Bütün bu sermeye iktidarlarına karşı direnç, 1 Mayıs Taksim Alanı'ında ısrar sözünü ettiğimiz yıldan bu yana, sadece Leninistlerden geldi. Siz, DİSK ve Türk-İş yönetimlerinin peşinde, “işçi sınıfından ve kitlelerden kopmamak” bahanesiyle Maltepe senin, Kazlıçeşme benim meydan meydan dolaşırken ve her seferinde “coşkuyla gidip koyun gibi dönerken” Leninistler, işçi sınıfının, emekçilerin “ortak hafızası”nı ilmek ilmek oluşturmak üzere her yılın 1 Mayıs'ında Taksim Alanı'na çıkıyorlardı.
Şimdi mızraklarınızın ucuna taktığınız AYM kararına temel oluşturan “emekçilerin ortak hafızası” gökten zembille inmedi. Leninistlerin ısrarıyla, kararlı mücadeleleriyle, her 1 Mayıs'ta Taksim Alanı'nı sermaye sınıfına karşı bir savaş meydanına çevirerek yaratıldı. Bunun için içinde işkencelerin, kurşunlanmaların, ağır cezaların olduğu ağır bedeller ödendi. Leninistler bu bedelleri ödedi. Çünkü biliyorlardı ki, “Taksim'de Israr Devrim'de Isrardır”. Tersinden ifade edersek, devrimde ısrarı olmayanın Taksim'de gözü olmazdı. Devrim diye bir derdiniz yoktu; lafını çokça ettiniz ama, Taksim'de asla ısrar etmediniz.
Hadi hakkınızı yemeyelim: Bu konuda yalnız değildiniz, Leninistler dışında istisnasız herkes sizin yanınızdaydı ya da siz, Leninistler hariç, herkesin yanındaydınız.
Emin değiliz -çünkü size hiç güven olmayacağını biliyoruz- ama şimdi durum değişmiş görünüyor. Çünkü sigorta olarak, cebinizde AYM kararını taşımakla kalmıyorsunuz, ama arkanızda düzen partisi olarak CHP de var. CHP Genel Başkanı, İçişleri Bakanı'na “güvence” vereceğini açıkladı. İşe yarar mı? Sanmıyoruz.

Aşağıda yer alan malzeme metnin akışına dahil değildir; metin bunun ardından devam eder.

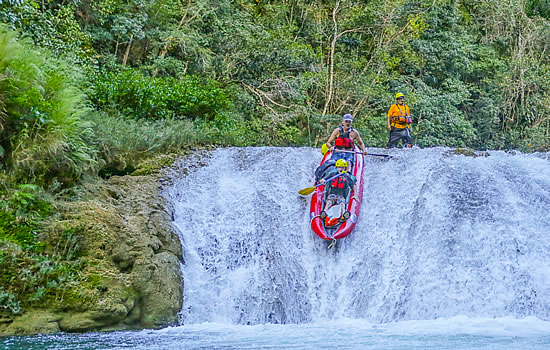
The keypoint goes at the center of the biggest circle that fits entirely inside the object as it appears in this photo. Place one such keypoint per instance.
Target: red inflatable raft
(317, 202)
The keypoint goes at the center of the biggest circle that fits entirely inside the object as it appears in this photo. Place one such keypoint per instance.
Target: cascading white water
(439, 235)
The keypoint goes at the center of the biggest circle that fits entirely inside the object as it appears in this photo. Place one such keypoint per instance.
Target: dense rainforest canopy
(98, 87)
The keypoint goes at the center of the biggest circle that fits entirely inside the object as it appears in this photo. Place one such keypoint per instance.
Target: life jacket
(400, 121)
(339, 185)
(344, 141)
(339, 182)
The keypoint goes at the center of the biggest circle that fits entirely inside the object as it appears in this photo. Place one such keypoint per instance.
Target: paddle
(309, 190)
(368, 154)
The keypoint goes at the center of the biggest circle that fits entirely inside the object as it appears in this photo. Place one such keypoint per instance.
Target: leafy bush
(42, 129)
(139, 96)
(20, 213)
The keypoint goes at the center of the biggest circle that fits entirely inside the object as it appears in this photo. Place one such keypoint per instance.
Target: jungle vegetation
(96, 87)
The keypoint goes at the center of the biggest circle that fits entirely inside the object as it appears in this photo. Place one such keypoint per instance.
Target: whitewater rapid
(439, 235)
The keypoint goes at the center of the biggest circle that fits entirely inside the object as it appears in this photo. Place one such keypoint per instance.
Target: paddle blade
(306, 191)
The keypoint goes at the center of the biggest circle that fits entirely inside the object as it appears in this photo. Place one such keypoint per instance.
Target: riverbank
(130, 276)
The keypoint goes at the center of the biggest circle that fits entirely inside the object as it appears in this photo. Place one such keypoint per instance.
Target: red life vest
(344, 141)
(339, 182)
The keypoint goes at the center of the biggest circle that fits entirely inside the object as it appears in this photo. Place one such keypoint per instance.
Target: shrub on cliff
(41, 130)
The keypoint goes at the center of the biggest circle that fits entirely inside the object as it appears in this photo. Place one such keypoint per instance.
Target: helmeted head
(347, 118)
(341, 164)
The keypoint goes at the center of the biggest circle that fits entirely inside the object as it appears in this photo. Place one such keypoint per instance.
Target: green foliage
(37, 269)
(42, 132)
(20, 214)
(136, 95)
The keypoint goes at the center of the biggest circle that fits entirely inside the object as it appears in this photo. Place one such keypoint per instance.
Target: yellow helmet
(341, 163)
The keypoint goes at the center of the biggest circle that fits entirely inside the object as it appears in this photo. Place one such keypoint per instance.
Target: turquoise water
(454, 333)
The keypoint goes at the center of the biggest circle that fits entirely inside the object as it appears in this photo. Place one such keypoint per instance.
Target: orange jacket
(398, 115)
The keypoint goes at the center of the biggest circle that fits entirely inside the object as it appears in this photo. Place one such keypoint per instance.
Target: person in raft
(343, 137)
(399, 123)
(338, 189)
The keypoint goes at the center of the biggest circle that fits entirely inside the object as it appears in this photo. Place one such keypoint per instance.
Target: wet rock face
(134, 254)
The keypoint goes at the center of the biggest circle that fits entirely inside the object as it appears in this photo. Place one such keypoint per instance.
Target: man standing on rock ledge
(399, 123)
(344, 136)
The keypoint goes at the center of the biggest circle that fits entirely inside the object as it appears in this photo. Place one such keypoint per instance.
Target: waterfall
(439, 235)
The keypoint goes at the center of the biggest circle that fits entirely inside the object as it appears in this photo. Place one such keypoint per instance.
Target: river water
(450, 252)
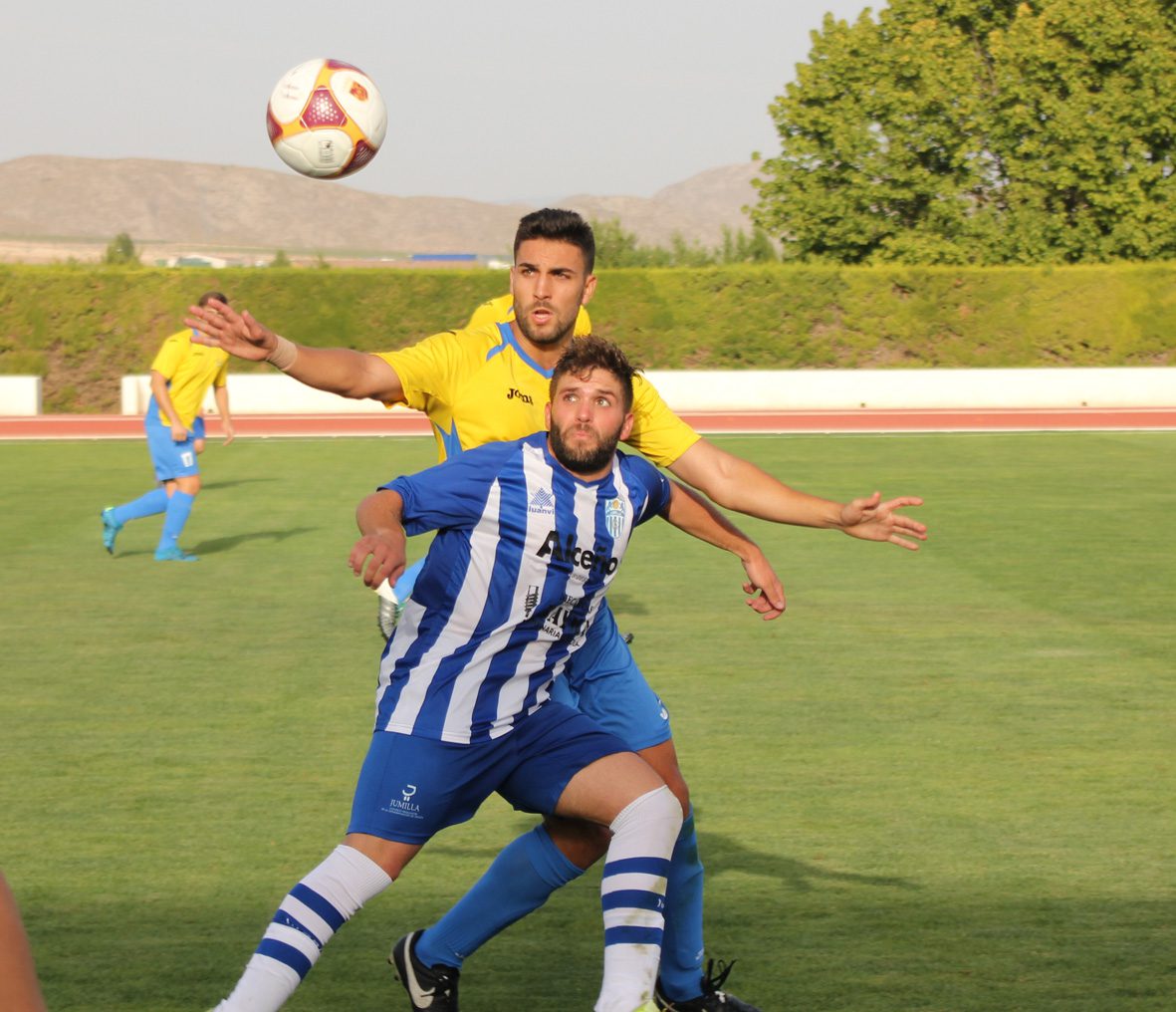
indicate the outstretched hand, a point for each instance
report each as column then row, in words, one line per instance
column 874, row 520
column 220, row 326
column 377, row 558
column 767, row 592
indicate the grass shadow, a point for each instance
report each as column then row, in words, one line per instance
column 219, row 545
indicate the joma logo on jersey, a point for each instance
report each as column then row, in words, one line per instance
column 570, row 552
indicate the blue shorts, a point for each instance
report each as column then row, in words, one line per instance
column 169, row 458
column 410, row 787
column 603, row 681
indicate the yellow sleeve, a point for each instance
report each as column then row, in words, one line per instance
column 657, row 433
column 428, row 369
column 493, row 311
column 584, row 324
column 170, row 355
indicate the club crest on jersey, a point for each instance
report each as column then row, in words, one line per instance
column 614, row 517
column 543, row 501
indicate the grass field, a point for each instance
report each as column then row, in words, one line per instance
column 942, row 782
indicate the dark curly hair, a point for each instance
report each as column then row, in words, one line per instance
column 563, row 226
column 588, row 354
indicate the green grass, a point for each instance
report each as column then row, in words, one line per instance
column 941, row 782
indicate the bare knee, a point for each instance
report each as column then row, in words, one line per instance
column 189, row 484
column 663, row 758
column 580, row 842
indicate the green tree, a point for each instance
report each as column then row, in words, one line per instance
column 980, row 130
column 121, row 251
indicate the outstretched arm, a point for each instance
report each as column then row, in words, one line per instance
column 221, row 395
column 343, row 371
column 692, row 513
column 380, row 552
column 738, row 484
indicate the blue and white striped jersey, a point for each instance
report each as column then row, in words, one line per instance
column 511, row 584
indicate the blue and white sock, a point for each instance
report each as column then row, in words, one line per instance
column 312, row 912
column 681, row 966
column 632, row 897
column 179, row 507
column 146, row 505
column 521, row 878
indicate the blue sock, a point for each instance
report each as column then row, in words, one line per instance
column 179, row 506
column 520, row 881
column 681, row 966
column 147, row 505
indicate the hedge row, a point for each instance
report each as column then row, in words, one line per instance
column 83, row 328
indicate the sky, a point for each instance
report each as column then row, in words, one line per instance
column 487, row 99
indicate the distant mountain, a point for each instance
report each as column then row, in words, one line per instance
column 205, row 206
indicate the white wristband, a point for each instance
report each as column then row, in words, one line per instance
column 284, row 355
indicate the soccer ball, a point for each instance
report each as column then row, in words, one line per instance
column 326, row 119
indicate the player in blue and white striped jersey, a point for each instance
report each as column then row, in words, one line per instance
column 531, row 533
column 511, row 584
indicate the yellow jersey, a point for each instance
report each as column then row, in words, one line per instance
column 478, row 384
column 189, row 370
column 501, row 311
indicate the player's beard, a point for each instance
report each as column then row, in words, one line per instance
column 556, row 332
column 585, row 459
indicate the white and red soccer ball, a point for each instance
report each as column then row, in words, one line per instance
column 326, row 119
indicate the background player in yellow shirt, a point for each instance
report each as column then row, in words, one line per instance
column 486, row 382
column 180, row 377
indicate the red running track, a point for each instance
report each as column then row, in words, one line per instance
column 1084, row 419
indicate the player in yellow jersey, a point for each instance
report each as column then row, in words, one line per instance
column 486, row 382
column 180, row 377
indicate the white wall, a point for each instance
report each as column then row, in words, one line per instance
column 805, row 389
column 20, row 395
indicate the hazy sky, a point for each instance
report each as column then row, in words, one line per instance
column 489, row 101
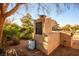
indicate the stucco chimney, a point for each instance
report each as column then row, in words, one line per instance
column 42, row 18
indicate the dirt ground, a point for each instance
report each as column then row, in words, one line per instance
column 60, row 51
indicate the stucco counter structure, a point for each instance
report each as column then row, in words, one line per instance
column 46, row 39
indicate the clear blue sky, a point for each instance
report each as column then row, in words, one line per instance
column 70, row 16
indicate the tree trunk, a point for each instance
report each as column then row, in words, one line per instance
column 2, row 20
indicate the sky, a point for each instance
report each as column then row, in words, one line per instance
column 70, row 16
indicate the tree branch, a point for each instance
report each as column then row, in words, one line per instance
column 6, row 6
column 12, row 11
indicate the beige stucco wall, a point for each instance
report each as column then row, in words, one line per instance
column 48, row 44
column 40, row 43
column 65, row 39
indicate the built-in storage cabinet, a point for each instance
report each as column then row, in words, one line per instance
column 39, row 28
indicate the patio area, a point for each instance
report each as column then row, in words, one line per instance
column 22, row 50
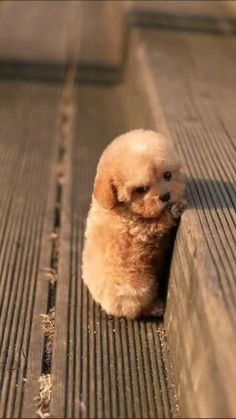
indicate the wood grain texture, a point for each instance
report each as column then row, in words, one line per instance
column 28, row 115
column 191, row 86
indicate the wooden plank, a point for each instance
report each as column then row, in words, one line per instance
column 105, row 367
column 28, row 114
column 191, row 83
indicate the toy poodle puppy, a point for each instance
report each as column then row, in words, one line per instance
column 138, row 197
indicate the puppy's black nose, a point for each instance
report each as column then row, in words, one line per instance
column 165, row 197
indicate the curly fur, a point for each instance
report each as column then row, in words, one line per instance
column 128, row 233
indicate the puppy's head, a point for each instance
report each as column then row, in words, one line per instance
column 140, row 172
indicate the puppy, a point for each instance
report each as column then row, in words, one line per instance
column 139, row 194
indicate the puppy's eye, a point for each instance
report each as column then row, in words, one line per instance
column 142, row 189
column 167, row 176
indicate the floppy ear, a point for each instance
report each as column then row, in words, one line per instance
column 105, row 191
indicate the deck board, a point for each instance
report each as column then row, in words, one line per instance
column 191, row 81
column 28, row 149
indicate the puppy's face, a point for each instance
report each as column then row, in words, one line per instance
column 139, row 171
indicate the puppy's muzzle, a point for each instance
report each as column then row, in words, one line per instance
column 165, row 197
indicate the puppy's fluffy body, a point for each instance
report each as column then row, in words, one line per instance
column 128, row 228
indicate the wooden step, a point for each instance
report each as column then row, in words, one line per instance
column 190, row 81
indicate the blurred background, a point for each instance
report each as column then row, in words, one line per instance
column 40, row 37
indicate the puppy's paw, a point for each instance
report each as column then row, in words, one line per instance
column 156, row 310
column 177, row 209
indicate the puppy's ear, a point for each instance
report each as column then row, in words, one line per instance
column 105, row 191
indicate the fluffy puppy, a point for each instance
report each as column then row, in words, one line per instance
column 138, row 196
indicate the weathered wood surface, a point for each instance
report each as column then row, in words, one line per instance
column 191, row 82
column 28, row 152
column 38, row 38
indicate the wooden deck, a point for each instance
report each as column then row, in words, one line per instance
column 51, row 136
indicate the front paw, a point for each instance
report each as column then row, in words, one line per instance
column 177, row 209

Çünkü burjuvazi, söze değil fiile inanır; boğayı kuyruğundan değil, boynuzlarından tutmaya alışkındır. Yani işini sağlama alır. Şimdiden yani bir gün öncesinden Taksim 1 Mayıs Alanı'nı bariyerlerle kapatmaya başladı bile.
Ama zaten CHP Genel Başkanı'nın “güvence veriyorum” demesi, 1 Mayıs Taksim Alanı'nı yeni “keşfedenler” için yeterince bir utanç kaynağı değil mi?